Another memo, sent to a female resident last September, was more threatening in its tone.
"The Trinity Works team expects you to come in today," the memo states. "You have a choice--if you come in, we will pick up where we left off. If you choose not to come in, you will be locked out of Wales for the weekend. The choice is yours."
One woman, who spoke to the Observer on the condition that she not be identified, says Trinity Works illegally evicted her shortly after it took over the Wales in 1998. The woman, who was 56 years old at the time, says she came home one night to discover that the locks on her door had been changed.
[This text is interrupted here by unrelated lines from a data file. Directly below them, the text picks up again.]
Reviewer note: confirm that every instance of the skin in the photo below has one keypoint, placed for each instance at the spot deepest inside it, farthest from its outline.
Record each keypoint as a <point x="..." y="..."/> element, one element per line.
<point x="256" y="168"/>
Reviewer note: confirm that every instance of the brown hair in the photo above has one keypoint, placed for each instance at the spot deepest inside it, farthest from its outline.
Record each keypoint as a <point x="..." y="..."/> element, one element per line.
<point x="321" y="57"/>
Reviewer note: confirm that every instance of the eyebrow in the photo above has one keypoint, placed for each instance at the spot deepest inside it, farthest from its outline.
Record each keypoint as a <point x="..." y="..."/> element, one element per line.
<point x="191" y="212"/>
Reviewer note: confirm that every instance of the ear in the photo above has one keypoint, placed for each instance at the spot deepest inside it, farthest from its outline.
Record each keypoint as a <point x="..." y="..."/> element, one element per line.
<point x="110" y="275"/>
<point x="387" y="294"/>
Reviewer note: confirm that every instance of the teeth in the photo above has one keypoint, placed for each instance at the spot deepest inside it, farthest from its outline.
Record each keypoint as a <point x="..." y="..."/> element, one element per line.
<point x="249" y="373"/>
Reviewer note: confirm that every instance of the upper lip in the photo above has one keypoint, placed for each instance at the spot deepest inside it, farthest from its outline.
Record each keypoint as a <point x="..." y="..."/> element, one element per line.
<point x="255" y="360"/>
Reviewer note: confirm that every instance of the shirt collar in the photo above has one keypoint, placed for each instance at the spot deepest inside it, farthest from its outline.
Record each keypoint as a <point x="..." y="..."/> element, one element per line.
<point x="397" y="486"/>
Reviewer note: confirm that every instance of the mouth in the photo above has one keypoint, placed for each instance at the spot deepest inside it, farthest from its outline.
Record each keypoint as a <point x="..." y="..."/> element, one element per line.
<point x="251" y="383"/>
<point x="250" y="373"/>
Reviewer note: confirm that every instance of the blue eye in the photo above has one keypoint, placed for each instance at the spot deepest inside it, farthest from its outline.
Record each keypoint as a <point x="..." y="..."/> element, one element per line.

A week earlier, Trinity Works gave her notice to vacate the apartment because she refused to participate in a substance abuse program. The woman, who lived in the Wales before Trinity took it over, says she was left on the street with no way to access her clothing, her medication or any of her personal belongings, which Trinity staff members packed up and put in storage.
"Where in the heck does she [Schaefer] think she can do this stuff and get away with it?" says the woman, who is still homeless. "Does she think she's God, saying you can't have a place to stay?"
Pat Canning, a former volunteer at Legal Services of North Texas, confirmed the woman's story, adding that she helped the woman regain her personal belongings after she turned to the agency for assistance.
"That was the worst thing I ever saw. How can you do a human that way?" Canning says. "I don't care if she is a drunk. She has legal rights. You don't just throw her out on the streets just because she didn't want to go into that rehab program."
Schaefer confirms that clients who refuse to participate in her program will be asked to give up their apartments, though she says she's uncomfortable with the word eviction.
"It's not a question of eviction," Schaefer says. "It's a question of this facility is part of a program, and that's what you do if you're gonna live there. It's not a question of evicting or not evicting. You know, it's a choice."
Schaefer also confirms that unruly clients are occasionally "locked out" of their apartments on a temporary basis and expected to sleep in a homeless shelter.
"It's to get their attention. It's to say, 'Wake up. You're really going down the wrong path, and we've gotta resolve this. Come on, let's work it out.' I find that it is no different than many, many things that are done in basic parenting and certainly in any type of well-run program," says Schaefer.
"When you're in a war zone," she says, "when you're trying to save someone's life, you do a lot of things."